Unsolicited testimonials are easy to come by at Congress Hall, one of the nation’s first resort hotels at what is claimed to be the nation’s oldest seaside resort. Those guests who have come here over the years would not think of going anywhere else.
The colonnade, with its roof 32 feet overhead, is a distinguishing mark of Congress Hall, which, like many other Cape May hotels, is L-shaped. Bar service, in addition to the rocking chairs, is available under the colonnade. The top floor, above the colonnade roof, has dormer windows.
Congress Hall was opened by Thomas H. Hughes in 1816 as the Big House, so named by Hughes. Far different from today’s accommodations and amenities, it basically was a boardinghouse built of wood, with one large room downstairs and partitioned quarters for guests on the upper floors. Local residents hooted about Hughes’ barnlike Big, or Large, House and named it “Tommy’s Folly.”
The name was changed to Congress Hall after Hughes was elected as a Republican congressman in 1828. About 20 years later, Congress Hall was enlarged to twice its size, and it and Cape May found their place in the sun, becoming premier summer destinations.
Although a fire destroyed the hotel and much of Cape May in 1878, Congress Hall was rebuilt — in brick this time — and reopened within a year.
To get away from the humid Washington summer, President Benjamin Harrison conducted the nation’s affairs from Congress Hall, which gave the hotel its name as the summer White House.
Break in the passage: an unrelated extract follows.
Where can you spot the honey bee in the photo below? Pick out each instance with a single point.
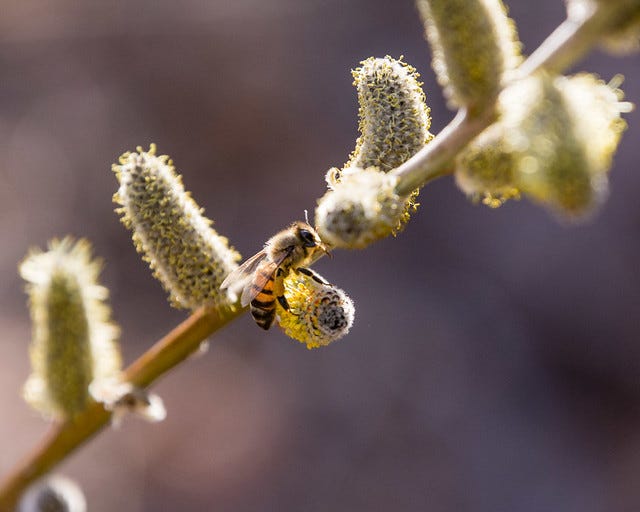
(260, 278)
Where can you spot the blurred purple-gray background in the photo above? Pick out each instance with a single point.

Presidents Ulysses S. Grant, Franklin Pierce and James Buchanan also escaped Washington’s heat to vacation there.
Composer and band master John Philip Sousa also liked Congress Hall and conducted concerts on the hotel lawn. He composed the “Congress Hall March” for the hotel in 1882 — and today’s owners would love to have a copy of the march.
Hard times came in the first years of the 20th century, but by the early 1920s, Congress Hall had been renovated and reopened. After the repeal of Prohibition, Cape May’s first cocktail bar opened on the site of today’s Brown Room in Congress Hall.
Congress Hall entered another phase from 1968 to 1995, when the late Rev. Carl McIntire, a radio evangelist who led counterprotests to marches against the Vietnam War, used the hotel as part of his Cape May Bible Conference. For much of its existence, Cape May was popular as a summer religious retreat house for several denominations.
Mr. McIntire is credited with keeping Congress Hall intact while similar resorts at Cape May were being demolished to make way for motels. He also is praised for buying threatened old houses and moving them to new locations for preservation.
Since 1965, Congress Hall has been under the same ownership, Cape May Resorts, which includes Curtis Bashaw, a grandson of Mr. McIntire’s.
The new owners brought Congress Hall up to date while retaining the hotel’s charm of an old-fashioned beach resort. Seventy tons of new steel were inserted into the old building — along with 47 miles of new wiring and 11 miles of plumbing. Coat all of this with about 240,000 gallons of paint and, presto, the revived Congress Hall. The renovation also added a spa and a fitness room.